Resource, resort, expedient, shift, makeshift, stopgap, substitute, surrogate can all denote something to which one turns for help or assistance in difficulty or need when the usual means, instrument, or source of supply fails one, is not at hand, or is unknown to one.
Resource applies to an action, activity, person, method, device, or contrivance upon which one falls back when in need of support, assistance, or diversion.
Resort is less often used than resource except when qualified by last or in the phrase “to have resort to”.
Expedient applies to a means, device, or contrivance which serves in place of what is usual or ordinary, or sometimes as a means, a device, or a contrivance to accomplish a difficult end easily or without waste of time.
A shift is commonly a tentative or temporary and often imperfect expedient; the term when applied to plans or stratagems typically implies evasiveness or trickery.

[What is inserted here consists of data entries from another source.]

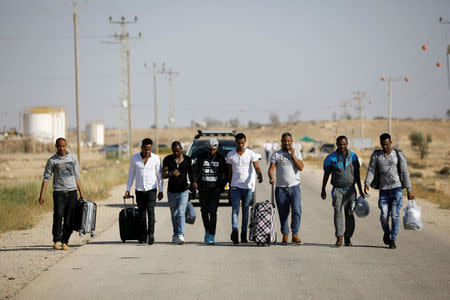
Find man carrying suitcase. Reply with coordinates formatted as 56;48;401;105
268;132;303;245
163;141;192;245
227;133;263;244
320;135;364;247
124;138;164;245
192;139;227;245
39;138;84;250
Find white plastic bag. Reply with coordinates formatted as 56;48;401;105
403;200;423;230
355;196;370;218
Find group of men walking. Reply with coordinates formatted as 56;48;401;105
39;132;414;250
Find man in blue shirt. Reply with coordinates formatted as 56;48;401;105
321;136;364;247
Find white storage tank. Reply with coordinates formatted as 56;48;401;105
86;121;105;146
23;106;67;143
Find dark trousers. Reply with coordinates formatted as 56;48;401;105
52;191;77;244
198;191;220;235
136;189;156;241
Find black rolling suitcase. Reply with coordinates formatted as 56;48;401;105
119;196;141;243
72;199;97;237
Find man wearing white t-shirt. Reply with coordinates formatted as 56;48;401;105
268;132;304;245
124;138;164;245
227;133;262;244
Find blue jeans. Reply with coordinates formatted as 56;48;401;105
378;187;403;241
275;184;302;234
167;190;189;237
230;187;252;231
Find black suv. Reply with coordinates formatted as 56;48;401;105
186;130;256;204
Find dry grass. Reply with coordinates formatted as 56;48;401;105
0;162;128;233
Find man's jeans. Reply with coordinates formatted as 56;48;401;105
136;189;156;241
167;190;189;237
378;187;403;241
230;187;252;231
275;184;302;234
52;191;77;244
198;190;220;235
331;187;356;238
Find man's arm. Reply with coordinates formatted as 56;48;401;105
320;170;331;200
267;162;275;184
253;161;262;183
75;178;84;200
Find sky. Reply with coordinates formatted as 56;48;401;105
0;0;450;129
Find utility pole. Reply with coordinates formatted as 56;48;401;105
109;17;142;158
68;0;87;169
144;62;166;154
167;69;180;128
381;76;409;135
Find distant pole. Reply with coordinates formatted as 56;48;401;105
127;49;131;157
153;72;159;154
73;7;81;169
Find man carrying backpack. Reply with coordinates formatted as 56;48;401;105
364;133;414;249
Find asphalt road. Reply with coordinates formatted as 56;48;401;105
16;165;450;300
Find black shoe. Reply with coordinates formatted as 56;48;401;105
241;231;248;243
344;237;353;247
383;232;391;245
230;230;239;244
389;241;397;249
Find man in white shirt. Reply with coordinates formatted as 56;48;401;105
263;141;272;163
268;132;303;245
124;138;164;245
227;133;262;244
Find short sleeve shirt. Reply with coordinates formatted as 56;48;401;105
270;149;302;187
227;148;258;189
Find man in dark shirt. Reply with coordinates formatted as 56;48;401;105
192;139;227;244
163;141;192;245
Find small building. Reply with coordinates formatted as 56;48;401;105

Makeshift is even more derogatory than shift for it implies substitution of the inferior for the superior and often it imputes carelessness, indifference, or laziness to the one who chooses or makes use of it.
Stopgap applies to a person or thing that momentarily or temporarily supplies an urgent need or fills a gap, hole, or vacancy.
Substitute (see also SUBSTITUTE 2 ) does not carry as strong a suggestion of an emergency or exigency as the preceding terms do; the word is applicable to something one chooses, accepts, or prefers, whether rightly or wrongly, rationally or irrationally, in place of the usual or original thing, or which has been invented or devised to take its place or to do its work.
Surrogate is a somewhat learned word for a substitute. It is frequently applied to people whether as literal replacements or as replacement figures in psychological or sociological analyses.